NASA has accepted ownership of its newest Tracking and Data Relay Satellite (TDRS) from Boeing after successfully completing in orbit testing. TDRS-K, will be renamed TDRS-11 upon entry into service.

“This is a major step in replenishing an aging TDRS fleet which is essential in providing communications to support space exploration,” said Badri Younes, deputy associate administrator for Space Communications and Navigation at NASA Headquarters. “We look forward to the launch of two additional satellites in the next few years to complete the replenishment program.”

TDRS-k, ready for launch.
Image Credit: Photo courtesy of Boeing

The TDRS fleet provides communications support to an array of science missions, as well as several launch vehicles. The network has provided critical real-time communication with NASA’s human spaceflights since early in the Space Shuttle Program. TDRS network operations continue to provide support for International Space Station activities.

“The acceptance of this spacecraft is the result of many years of hard work by dedicated team members at NASA and Boeing,” said Jeffrey Gramling, TDRS project manager at NASA’s Goddard Space Flight Center in Greenbelt, Md. “This next generation of spacecraft ensure network continuity for at least another decade.”

Goddard is home to the TDRS Project Office, which is responsible for the development and launch of the communication satellites. The Boeing Company headquartered in Chicago, Ill., is the private contractor for the TDRS K, L and M satellites. TDRS is the space element of NASA’s Space Network, providing the critical communication lifeline for NASA missions. NASA’s Space Communications and Navigation Program, part of the Human Exploration and Operations Mission Directorate at the agency’s Headquarters in Washington, is responsible for NASA’s Space Network.

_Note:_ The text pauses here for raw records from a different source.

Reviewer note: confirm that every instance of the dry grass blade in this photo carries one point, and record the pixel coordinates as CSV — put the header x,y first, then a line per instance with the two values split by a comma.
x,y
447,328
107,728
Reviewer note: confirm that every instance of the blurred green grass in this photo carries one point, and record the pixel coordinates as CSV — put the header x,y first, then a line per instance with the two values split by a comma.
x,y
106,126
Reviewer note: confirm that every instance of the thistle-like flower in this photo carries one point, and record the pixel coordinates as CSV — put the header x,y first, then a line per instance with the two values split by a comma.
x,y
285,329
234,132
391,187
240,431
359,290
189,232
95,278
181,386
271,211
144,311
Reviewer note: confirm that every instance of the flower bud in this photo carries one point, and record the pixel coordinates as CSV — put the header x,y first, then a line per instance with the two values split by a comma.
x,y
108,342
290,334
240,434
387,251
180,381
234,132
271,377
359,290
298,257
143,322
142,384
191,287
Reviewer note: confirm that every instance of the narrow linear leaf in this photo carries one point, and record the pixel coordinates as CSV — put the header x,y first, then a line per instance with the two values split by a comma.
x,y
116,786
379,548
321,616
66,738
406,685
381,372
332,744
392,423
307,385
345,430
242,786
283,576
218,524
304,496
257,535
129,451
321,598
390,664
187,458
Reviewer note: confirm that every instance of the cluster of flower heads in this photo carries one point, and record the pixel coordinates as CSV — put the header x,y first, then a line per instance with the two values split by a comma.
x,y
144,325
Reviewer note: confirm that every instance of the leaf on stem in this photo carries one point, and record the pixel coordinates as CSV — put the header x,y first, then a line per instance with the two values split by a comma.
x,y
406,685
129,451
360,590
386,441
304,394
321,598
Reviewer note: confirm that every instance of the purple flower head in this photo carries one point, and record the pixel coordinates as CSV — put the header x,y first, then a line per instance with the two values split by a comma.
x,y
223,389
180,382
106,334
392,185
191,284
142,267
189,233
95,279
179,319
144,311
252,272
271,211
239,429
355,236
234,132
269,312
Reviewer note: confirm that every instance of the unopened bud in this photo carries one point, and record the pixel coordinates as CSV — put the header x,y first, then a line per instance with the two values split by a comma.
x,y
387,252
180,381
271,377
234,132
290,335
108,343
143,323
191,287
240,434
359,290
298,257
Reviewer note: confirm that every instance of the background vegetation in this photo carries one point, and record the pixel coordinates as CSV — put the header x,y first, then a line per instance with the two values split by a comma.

The TDRS fleet now consists of eight satellites with ground stations at White Sands, N.M. and Guam. NASA’s upgrade to the network includes modifications to those ground terminals.

The TDRS Project was established in 1973 to provide continuous communications to NASA’s critical low Earth-orbiting science and human spaceflight missions. When TDRS-1 was launched from space shuttle Challenger in 1983, TDRS spacecraft were the largest, most sophisticated communication satellites ever built. TDRS-1 provided NASA an exponential increase in data rates and contact time communicating with spacecraft.

NASA continued adding TDRS spacecraft (the first seven were built by TRW, later to become Northrop Grumman) until 1995. TDRS-2 was lost during the Challenger accident in 1986. From 2000 to 2002, NASA added three spacecraft to the fleet, establishing the second generation. The H, I, and J, satellites were built by Hughes (later to become Boeing) and continue to operate along with members of the now aging first generation. TDRS-1 was retired in 2010 and TDRS-4 in 2011.

On Jan. 30, TDRS-K was launched aboard an Atlas V rocket from Cape Canaveral Air Force Station in Florida. Before this year’s launch it had been 10 years since NASA last added a TDRS to the network. These next-generation satellites are being built at Boeing’s Space & Intelligence Systems in El Segundo, Calif.

TDRS-K, L, M, together with the other spacecraft that continue to operate well beyond their design life, will ensure NASA’s critical missions will be supported into the 2020’s. The launch of TDRS-L is slated for January 2014 and TDRS-M will be ready for launch in December of 2015.

For more information about NASA’s TDRS satellites, visit:
For more information about SCaN, visit:
Dewayne Washington
NASA’s Goddard Space Flight Center in Greenbelt, Md.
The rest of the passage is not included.